Daughter is 14, and I’m happy to continue our nightly ritual until she tells me she’d prefer to read alone. It’s quality “us time” at the end of the day, and I feel privileged she still values it.
It’s also one of the rare times I get to read, given my daily juggle as a busy mum, partner and employee. For this reason, I enjoy choosing our reading material as much as Daughter does.
We have moved on as she’s got older; while we occasionally indulge in a Famous Five – partly “for old times’ sake” but mostly because we are both completists with only a couple left to go for a full set – we have also tackled The Hunger Games Trilogy and, most recently, Pride and Prejudice.
I knew the latter well from small and silver screen, but it was my first time exploring Austen’s written word. I was surprised to discover just how pacy it was, and how each short chapter contained an exchange I remembered, suggesting the versions I’d seen were faithful.
We’ve also slogged successfully through Wuthering Heights, and I’d been eyeing up Rebecca by Daphne du Maurier for some time, confident Daughter would enjoy as much as I did this marvellous Gothic drama from the pen of a Cornish literary titan.
I found it utterly thrilling the first time I read it. Until that point, I’d placed du Maurier with Georgette Heyer and Catherine Cookson in a catch-all category of “historical romance” – soft, comfortable, with a watercolour of an attractive couple on the cover.
How wrong I was. For starters, my second-hand copy dates back to the late ‘70s and features a still from a BBC drama adaptation starring Caerhays Castle as Manderley.
And what fabulous characterisation: from the mousy narrator, catapulted into marriage and status and well out of her social depth; and the malevolent, Machiavellian masterpiece that is housekeeper Mrs Danvers, as towering a figure as any Dickensian protagonist.
Then there’s the heart-stopping plot twist (no spoilers), revealed midway by a page turn in my Pan paperback.
Second time around, I appreciate the beautiful nuance of du Maurier’s writing. The first two chapters barely touch upon past events, speaking instead from a present that suggests an unhappy exile for reasons yet to be divulged.

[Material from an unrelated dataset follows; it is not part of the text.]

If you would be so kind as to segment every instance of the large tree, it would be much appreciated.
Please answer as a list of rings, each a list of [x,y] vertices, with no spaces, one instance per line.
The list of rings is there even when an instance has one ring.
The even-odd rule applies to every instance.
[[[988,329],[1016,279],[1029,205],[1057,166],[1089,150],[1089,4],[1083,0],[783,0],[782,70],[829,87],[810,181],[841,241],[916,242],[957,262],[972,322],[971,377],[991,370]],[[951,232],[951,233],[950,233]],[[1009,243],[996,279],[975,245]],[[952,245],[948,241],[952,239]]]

It made me long to go back to school and write A-level essays with an enthusiasm I don’t recall from when I was actually there. (I still bristle when recalling The French Lieutenant’s Woman by John Fowles, with its chapter claiming the author has no control over his characters or insight into how they think).

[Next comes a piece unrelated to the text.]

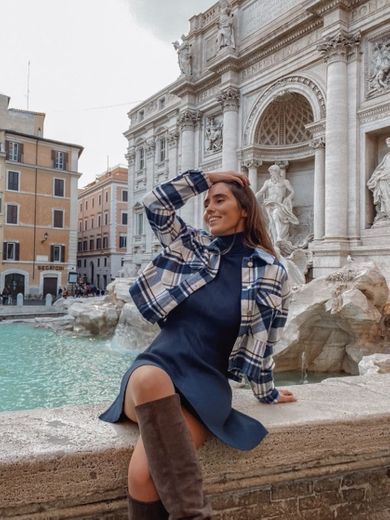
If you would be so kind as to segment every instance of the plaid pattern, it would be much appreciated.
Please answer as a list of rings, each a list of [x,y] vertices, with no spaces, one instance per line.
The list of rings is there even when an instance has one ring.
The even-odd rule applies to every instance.
[[[156,186],[143,202],[163,252],[146,266],[130,287],[145,319],[163,321],[169,312],[218,272],[217,239],[188,226],[176,215],[185,202],[209,188],[206,176],[189,170]],[[253,393],[265,403],[277,402],[273,382],[273,345],[287,319],[289,284],[283,265],[258,248],[243,259],[241,325],[229,358],[229,377],[245,375]]]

Sadly, come bedtime, I knew I was onto a sticky wicket almost immediately. As the narrator regards her Mediterranean surroundings while longing wistfully (and at length) for autumnal Manderley in soggy Cornwall, I sensed Daughter’s impatience to crack on with the action.
“Do we ever find out her name?” she asked. In answer, I pointed to the picture caption describing actress Joanna David as “The Girl”. Isn’t it interesting, I asked, that you never actually learn what her “lovely and unusual” moniker is, while the novel is dominated and even named after the spectre of her predecessor? She huffed audibly in response.
Then there’s the fact that The Girl is 21, her beau Maxim twice that. ”AGE GAP!” Daughter shrieks with the kind of antipathy I reserve for Fowles. Apparently, it’s “disgusting” and not something her generation would tolerate (she has asked her mates and they all agree).
In vain did I point out that the pair were legally consenting adults, and that after a certain point, people are just people rather than birth dates. Yes, two decades is a lot and yes, people generally find more in common among those of their own age, but I can name several friends who found love in May-to-December relationships.
We have pushed on with the promise of more action to come, but I’m not confident Rebecca will last the course. It’s a bit slow, and even in its chasteness, still rather adult in its themes of loneliness and social mobility. Perhaps I should’ve started with Jamaica Inn, which is more of a romp, and with a location you can visit to boot.
I don’t want our cosy bedtime chats to come to an abrupt end thanks to an unpopular choice on my part, so with apologies to Daphne, I’ll keep the Famous Five under my pillow just in case.